Register a df.npc namespace on Polars DataFrames.

import polars as pl
from npcpy.npc_array import NPCArray, register_polars_namespace, npc_udf

register_polars_namespace()

models = NPCArray.from_llms('llama3.2')

df = pl.DataFrame({"text": ["Hello", "How are you?", "What is AI?"]})

# Option 1: namespace
result = df.npc.infer(models, 'text', output_col='response')

# Option 2: UDF
result = df.with_columns(
    npc_udf('infer', models, pl.col('text')).alias('response')
)

Standalone Utilities

Quick helpers that skip the array construction.

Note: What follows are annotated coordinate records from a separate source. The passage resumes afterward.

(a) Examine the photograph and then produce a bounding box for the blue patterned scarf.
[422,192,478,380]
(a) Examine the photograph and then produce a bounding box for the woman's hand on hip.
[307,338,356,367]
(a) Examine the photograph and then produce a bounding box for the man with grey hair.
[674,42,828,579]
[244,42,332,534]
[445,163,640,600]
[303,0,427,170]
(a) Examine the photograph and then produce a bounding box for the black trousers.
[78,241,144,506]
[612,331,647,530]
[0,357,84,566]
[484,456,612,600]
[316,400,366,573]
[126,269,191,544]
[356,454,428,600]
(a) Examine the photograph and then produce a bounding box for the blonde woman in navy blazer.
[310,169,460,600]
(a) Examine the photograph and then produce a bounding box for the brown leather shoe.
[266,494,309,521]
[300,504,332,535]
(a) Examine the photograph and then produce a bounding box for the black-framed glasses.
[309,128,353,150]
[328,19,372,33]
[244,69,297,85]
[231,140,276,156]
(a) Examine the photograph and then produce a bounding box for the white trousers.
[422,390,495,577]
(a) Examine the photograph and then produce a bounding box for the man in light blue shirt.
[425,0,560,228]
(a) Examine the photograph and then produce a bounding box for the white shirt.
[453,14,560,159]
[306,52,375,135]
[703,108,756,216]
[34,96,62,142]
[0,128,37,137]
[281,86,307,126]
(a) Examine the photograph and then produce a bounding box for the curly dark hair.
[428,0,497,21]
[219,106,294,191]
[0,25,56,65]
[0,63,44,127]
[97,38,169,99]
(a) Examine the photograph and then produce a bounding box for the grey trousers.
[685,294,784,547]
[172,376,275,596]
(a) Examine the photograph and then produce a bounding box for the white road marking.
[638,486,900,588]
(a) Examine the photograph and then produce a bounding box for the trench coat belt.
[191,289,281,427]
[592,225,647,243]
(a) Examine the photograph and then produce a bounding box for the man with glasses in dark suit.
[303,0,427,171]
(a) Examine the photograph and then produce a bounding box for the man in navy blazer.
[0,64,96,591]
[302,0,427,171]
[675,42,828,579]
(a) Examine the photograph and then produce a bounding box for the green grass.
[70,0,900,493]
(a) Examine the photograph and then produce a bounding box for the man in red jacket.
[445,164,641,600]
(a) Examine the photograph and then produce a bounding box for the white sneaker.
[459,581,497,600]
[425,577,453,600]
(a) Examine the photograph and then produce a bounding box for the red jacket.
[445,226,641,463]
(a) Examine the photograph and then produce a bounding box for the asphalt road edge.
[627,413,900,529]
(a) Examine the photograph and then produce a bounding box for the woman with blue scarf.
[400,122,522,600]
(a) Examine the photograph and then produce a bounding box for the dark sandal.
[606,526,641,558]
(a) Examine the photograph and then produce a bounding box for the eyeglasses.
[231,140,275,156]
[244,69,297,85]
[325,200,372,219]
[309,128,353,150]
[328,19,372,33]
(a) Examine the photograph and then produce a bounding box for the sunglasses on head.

from npcpy.npc_array import infer_matrix, ensemble_vote

# Matrix inference: (n_models, n_prompts) tensor
tensor = infer_matrix(
    prompts=["Hello", "Goodbye"],
    models=['llama3.2'],
    providers=['ollama']
)
print(tensor.shape)  # (1, 2)

# One-shot ensemble vote
answer = ensemble_vote(
    "Capital of France? One word.",
    models=['llama3.2', 'gemma3:1b'],
    providers=['ollama', 'ollama']
)
print(answer)  # "Paris"

Use Cases

  • Benchmarking: Sweep models and temperatures with meshgrid, compare outputs side-by-side.
  • A/B testing: Run the same prompts through two model versions, then vote() or inspect differences.
  • Ensemble production inference: Combine 3+ models with vote() or consensus() for higher-quality answers.
  • Prompt optimization: Use n_samples to test prompt variants, score results, feed scores into evolve().
  • Heterogeneous ensembles: Mix LLMs with sklearn classifiers in the same pipeline via from_matrix.